Dans sa contribution, FABRICE BRANDLI (Genève) mentionne premièrement le débat sociétal occidental qui agite les esprits depuis vingt à trente ans autour des animaux, du véganisme, de l’antispécisme et de l’interaction avec les animaux, jugée de plus en plus rare. Il interroge des catégories explicatives qui ont perdu de leur force. Comment résoudre l’altérité en admettant que les animaux en sont les formes les plus fortes ? L’historien propose de réaliser une histoire de l’exploitation des animaux considérés en tant que subalternes, ce qui doit interroger les dynamiques de pouvoir exercés sur ces êtres pris dans les relations humaines (économiques, politiques, sentimentales, etc.). Pour cela, il étudie les utopies comme génératrices d’images et d’idées autour d’une société meilleure, les utopies traduisant le rapport entre nature et culture, entre humain et non humain, entre morale et politique. Dès le XVIe siècle, la critique de l’alimentation carnée est présente dans les utopies afin d’étendre la perfection à toute la création et pas uniquement à la société humaine. La viande maintiendrait l’homme dans la violence et donc dans le mal. Le XVIIIe siècle est rempli d’utopies végétariennes qui, par exemple, interdisent la chasse et condamnent les boucheries pour mener à une disqualification morale du carnisme au nom d’une vertu végétarienne. La crainte est à la perte du sentiment d’humanité, à une dégradation morale. On assiste à l’exposition d’une diététique morale et à la promotion d’une sobriété alimentaire sur les bases d’une éthique de la sensibilité et d’un carnisme contre nature. Dans la seconde partie de l’intervention, l’historien s’intéresse à l’hybridité en utopie et dans les écrits des Lumières. Il commente notamment le modèle épistémologique de la chaîne graduée des êtres où, de la plante à l’animal et de l’animal à l’homme, les espèces se touchent dans un modèle ininterrompu menant à l’être humain. L’anthropologie posera ainsi la frontière entre monstres issus des essais de la nature et la création aboutie dans la perfection de l’Homme. Cela représente un mode de compréhension de la nature dans lequel les représentations des animaux interrogent et questionnent les frontières entre hommes et animaux.

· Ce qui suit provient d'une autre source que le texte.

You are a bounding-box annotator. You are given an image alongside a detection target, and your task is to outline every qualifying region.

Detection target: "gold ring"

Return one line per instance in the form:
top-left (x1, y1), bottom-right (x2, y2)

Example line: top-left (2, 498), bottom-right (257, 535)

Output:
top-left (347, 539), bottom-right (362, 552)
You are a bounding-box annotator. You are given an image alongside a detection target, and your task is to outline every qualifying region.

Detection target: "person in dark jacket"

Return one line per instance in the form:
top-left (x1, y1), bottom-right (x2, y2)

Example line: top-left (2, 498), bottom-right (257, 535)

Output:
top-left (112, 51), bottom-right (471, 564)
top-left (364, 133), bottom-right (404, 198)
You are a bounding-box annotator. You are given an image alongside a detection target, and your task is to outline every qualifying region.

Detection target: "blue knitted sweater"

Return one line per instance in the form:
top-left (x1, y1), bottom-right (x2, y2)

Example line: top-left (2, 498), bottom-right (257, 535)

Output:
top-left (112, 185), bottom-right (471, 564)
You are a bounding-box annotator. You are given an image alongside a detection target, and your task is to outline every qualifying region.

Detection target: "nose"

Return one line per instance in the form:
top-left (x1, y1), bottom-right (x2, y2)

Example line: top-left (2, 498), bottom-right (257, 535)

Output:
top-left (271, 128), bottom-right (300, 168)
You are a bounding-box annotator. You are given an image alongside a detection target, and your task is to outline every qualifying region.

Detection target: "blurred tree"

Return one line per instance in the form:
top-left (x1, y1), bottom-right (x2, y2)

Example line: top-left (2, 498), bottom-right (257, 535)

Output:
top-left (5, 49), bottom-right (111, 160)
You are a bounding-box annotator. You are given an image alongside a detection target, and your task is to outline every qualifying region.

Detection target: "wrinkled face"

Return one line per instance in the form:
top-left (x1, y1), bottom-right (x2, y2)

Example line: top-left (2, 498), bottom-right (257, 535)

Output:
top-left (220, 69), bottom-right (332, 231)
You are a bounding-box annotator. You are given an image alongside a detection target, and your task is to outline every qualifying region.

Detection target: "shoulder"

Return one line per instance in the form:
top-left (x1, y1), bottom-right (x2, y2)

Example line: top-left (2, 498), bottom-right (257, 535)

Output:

Dans son intervention, CLARISSA YANG (Genève) relate les injures à connotation animale et y voit un marqueur d’altérité et de distance. Dans le cas genevois qu’elle étudie, elle observe la mobilisation des animaux dans la violence verbale et leur impact sur les stéréotypes de genre. L’injure, qu’elle soit physique, verbale ou écrite, est courante dans une société basée sur l’honneur, telle que celle du XVIIIe siècle, et dans laquelle les prévenus comme les injuriés sont très majoritairement masculins. Les termes employés sont stigmatisés selon le genre de la personne attaquée : tandis que les hommes sont attaqués sur leur honneur, leur jeunesse, leur courage ou leur réputation, les femmes sont traitées de sorcières, de vieilles ou critiquées sur leur sexualité. Dans ce contexte, les injures animales sont certes présentes, mais rares. En adoptant une approche de micro-histoire, Yang détaille deux cas : l’un d’un jeune homme qui insulte son supérieur de « bête » et le second, d’un homme comparé à un taureau pour avoir agressé sexuellement une fillette. Le taureau possède une connotation sexuelle, notamment à cause des représentations mythologiques. Cette comparaison est utilisée pour décrier la sexualité de l’homme et présume du devenir de la pédo-criminalité qui va se construire comme l’archétype du contre nature. L’historienne interroge ainsi la rareté de ces injures dans les procédures juridiques en comparaison avec le théâtre, qui fait la part belle à ces invectives : sont-elles considérées comme trop graves pour être prononcées ou, au contraire, trop légères et humoristiques pour avoir un réel impact ?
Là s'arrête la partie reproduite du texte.